Vitamin D is unique among vitamins because our bodies primarily produce it through sunlight exposure. Specifically, UVB radiation from the sun kick-starts the synthesis of vitamin D in our skin. However, several factors severely limit our exposure to UVB rays:

 

  • Sunscreen: Sunscreen blocks UVB rays, which are necessary for vitamin D synthesis in the skin. SPF-15 and SPF-50 sunscreens filter out 93% and 90% of UVB rays, respectively, allowing 2–7% of UVB to reach the skin.
  • Northern latitudes and winter months: If you live above a certain latitude (like much of North America or Europe), during winter the angle of the sun significantly reduces UVB availability. This alone can cause vitamin D levels to drop by 37–50%.
  • Skin pigmentation: Melanin serves as a natural sunscreen, but it also blunts the body's ability to make vitamin D from UVB radiation.
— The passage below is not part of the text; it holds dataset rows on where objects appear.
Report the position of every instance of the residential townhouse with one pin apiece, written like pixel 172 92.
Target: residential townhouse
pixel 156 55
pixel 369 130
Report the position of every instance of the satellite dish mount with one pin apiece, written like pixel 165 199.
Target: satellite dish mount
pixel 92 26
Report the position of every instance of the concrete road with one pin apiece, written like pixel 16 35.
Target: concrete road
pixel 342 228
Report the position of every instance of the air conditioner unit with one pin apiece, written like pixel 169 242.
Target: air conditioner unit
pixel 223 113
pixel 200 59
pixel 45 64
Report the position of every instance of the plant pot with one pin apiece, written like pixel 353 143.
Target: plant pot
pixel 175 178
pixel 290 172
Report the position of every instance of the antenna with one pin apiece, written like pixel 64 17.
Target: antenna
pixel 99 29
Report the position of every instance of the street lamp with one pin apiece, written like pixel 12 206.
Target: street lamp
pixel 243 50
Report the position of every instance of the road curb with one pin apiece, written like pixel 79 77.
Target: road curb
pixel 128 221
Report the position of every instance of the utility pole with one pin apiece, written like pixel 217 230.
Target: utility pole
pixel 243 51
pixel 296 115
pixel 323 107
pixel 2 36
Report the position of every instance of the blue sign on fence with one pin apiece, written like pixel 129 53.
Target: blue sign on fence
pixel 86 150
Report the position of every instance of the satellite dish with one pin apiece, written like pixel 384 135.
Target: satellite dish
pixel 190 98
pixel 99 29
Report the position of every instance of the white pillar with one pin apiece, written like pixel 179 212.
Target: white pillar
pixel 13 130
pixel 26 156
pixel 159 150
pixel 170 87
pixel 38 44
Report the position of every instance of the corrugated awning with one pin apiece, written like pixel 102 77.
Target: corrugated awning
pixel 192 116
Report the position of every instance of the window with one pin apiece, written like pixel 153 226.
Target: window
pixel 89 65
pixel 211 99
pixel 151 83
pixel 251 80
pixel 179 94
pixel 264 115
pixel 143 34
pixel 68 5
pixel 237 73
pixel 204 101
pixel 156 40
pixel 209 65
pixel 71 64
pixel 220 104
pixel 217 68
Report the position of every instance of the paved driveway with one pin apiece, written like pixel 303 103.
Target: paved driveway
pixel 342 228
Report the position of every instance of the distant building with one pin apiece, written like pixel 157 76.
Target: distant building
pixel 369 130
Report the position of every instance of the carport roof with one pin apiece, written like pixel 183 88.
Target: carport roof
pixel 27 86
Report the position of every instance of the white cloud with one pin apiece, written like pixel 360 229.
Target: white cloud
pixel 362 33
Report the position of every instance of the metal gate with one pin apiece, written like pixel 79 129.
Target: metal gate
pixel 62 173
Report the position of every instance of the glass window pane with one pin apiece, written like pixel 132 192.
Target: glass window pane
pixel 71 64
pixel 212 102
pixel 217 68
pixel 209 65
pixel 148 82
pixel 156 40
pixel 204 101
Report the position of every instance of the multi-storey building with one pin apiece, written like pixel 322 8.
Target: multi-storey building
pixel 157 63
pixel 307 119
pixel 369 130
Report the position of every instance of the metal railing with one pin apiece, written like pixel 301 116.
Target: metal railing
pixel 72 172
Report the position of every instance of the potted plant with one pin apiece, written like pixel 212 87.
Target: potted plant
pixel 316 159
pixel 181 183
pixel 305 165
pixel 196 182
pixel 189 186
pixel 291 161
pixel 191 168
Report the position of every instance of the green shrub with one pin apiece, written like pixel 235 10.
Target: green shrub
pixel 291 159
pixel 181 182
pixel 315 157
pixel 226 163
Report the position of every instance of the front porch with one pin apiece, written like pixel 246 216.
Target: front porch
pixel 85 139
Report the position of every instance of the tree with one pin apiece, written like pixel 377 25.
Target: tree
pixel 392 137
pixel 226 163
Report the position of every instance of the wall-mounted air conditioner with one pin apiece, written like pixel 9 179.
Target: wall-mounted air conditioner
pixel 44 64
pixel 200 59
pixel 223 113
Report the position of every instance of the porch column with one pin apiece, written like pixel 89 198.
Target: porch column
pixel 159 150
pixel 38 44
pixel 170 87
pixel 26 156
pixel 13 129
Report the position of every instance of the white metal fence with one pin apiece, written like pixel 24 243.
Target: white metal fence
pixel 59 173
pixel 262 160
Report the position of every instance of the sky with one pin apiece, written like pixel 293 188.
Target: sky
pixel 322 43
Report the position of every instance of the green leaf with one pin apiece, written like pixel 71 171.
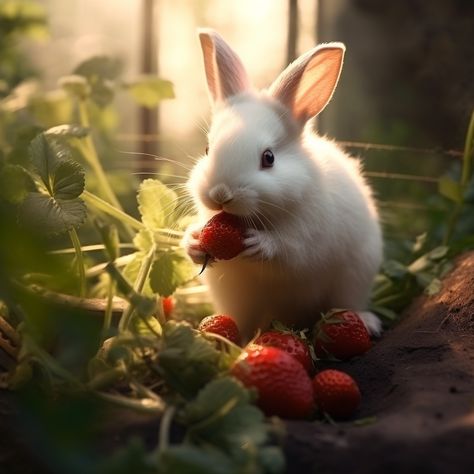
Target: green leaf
pixel 15 183
pixel 100 72
pixel 143 240
pixel 171 270
pixel 223 416
pixel 214 397
pixel 157 204
pixel 52 216
pixel 110 238
pixel 434 287
pixel 67 180
pixel 145 305
pixel 45 156
pixel 187 360
pixel 130 272
pixel 450 189
pixel 438 252
pixel 57 207
pixel 149 91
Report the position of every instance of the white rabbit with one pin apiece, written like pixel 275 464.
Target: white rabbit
pixel 314 241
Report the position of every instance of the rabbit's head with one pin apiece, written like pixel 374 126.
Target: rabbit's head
pixel 256 164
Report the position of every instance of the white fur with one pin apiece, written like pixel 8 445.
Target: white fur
pixel 315 242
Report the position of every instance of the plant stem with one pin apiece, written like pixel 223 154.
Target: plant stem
pixel 138 287
pixel 468 153
pixel 464 182
pixel 79 261
pixel 146 405
pixel 165 427
pixel 108 309
pixel 111 210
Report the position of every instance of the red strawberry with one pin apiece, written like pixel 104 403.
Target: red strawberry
pixel 168 306
pixel 283 386
pixel 336 393
pixel 222 236
pixel 223 325
pixel 290 343
pixel 342 334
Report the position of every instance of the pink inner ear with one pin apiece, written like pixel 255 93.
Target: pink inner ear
pixel 225 73
pixel 317 85
pixel 307 85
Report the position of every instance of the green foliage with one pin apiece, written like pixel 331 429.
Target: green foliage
pixel 149 91
pixel 142 362
pixel 55 206
pixel 171 270
pixel 187 360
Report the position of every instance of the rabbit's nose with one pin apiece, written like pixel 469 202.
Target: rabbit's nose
pixel 221 194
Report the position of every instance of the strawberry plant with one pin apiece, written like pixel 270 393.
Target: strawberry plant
pixel 86 301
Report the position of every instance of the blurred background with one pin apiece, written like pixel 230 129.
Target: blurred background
pixel 406 85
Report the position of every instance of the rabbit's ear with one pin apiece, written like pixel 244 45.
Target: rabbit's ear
pixel 225 74
pixel 307 84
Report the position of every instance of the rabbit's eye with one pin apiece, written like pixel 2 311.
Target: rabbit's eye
pixel 267 159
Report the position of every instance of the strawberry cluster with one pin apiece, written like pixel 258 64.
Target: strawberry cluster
pixel 280 367
pixel 279 364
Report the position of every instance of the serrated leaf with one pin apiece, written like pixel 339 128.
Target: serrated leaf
pixel 15 183
pixel 67 180
pixel 215 396
pixel 57 208
pixel 52 216
pixel 450 189
pixel 223 416
pixel 131 270
pixel 149 91
pixel 171 270
pixel 143 240
pixel 156 203
pixel 45 156
pixel 187 360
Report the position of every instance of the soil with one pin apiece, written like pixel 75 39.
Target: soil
pixel 418 384
pixel 417 412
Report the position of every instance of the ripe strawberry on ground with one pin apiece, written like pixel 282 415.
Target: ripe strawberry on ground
pixel 283 386
pixel 168 306
pixel 342 334
pixel 223 325
pixel 336 393
pixel 223 236
pixel 290 343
People with darker skin may need up to 10 times longer sun exposure to produce the same amount of vitamin D as those with lighter skin.
  • Indoor lifestyles: Most of us spend the majority of our days indoors, away from sunlight, further limiting vitamin D synthesis.
  • Obesity: Studies show obesity can double your risk of vitamin D insufficiency. Obese adults produce 57% less circulating vitamin D₃ after UV exposure compared to their leaner counterparts; however, weight loss can increase vitamin D levels.

 

Supplementation can indeed boost vitamin D levels; however, vitamin D supplements don’t significantly impact the levels of circulating 1,25(OH)₂D₃—the active form of vitamin D responsible for its beneficial effects on your bones, immunity, metabolism, and muscles.

 

But here's some good news: Recent research points to an effective strategy for optimizing vitamin D levels—exercise.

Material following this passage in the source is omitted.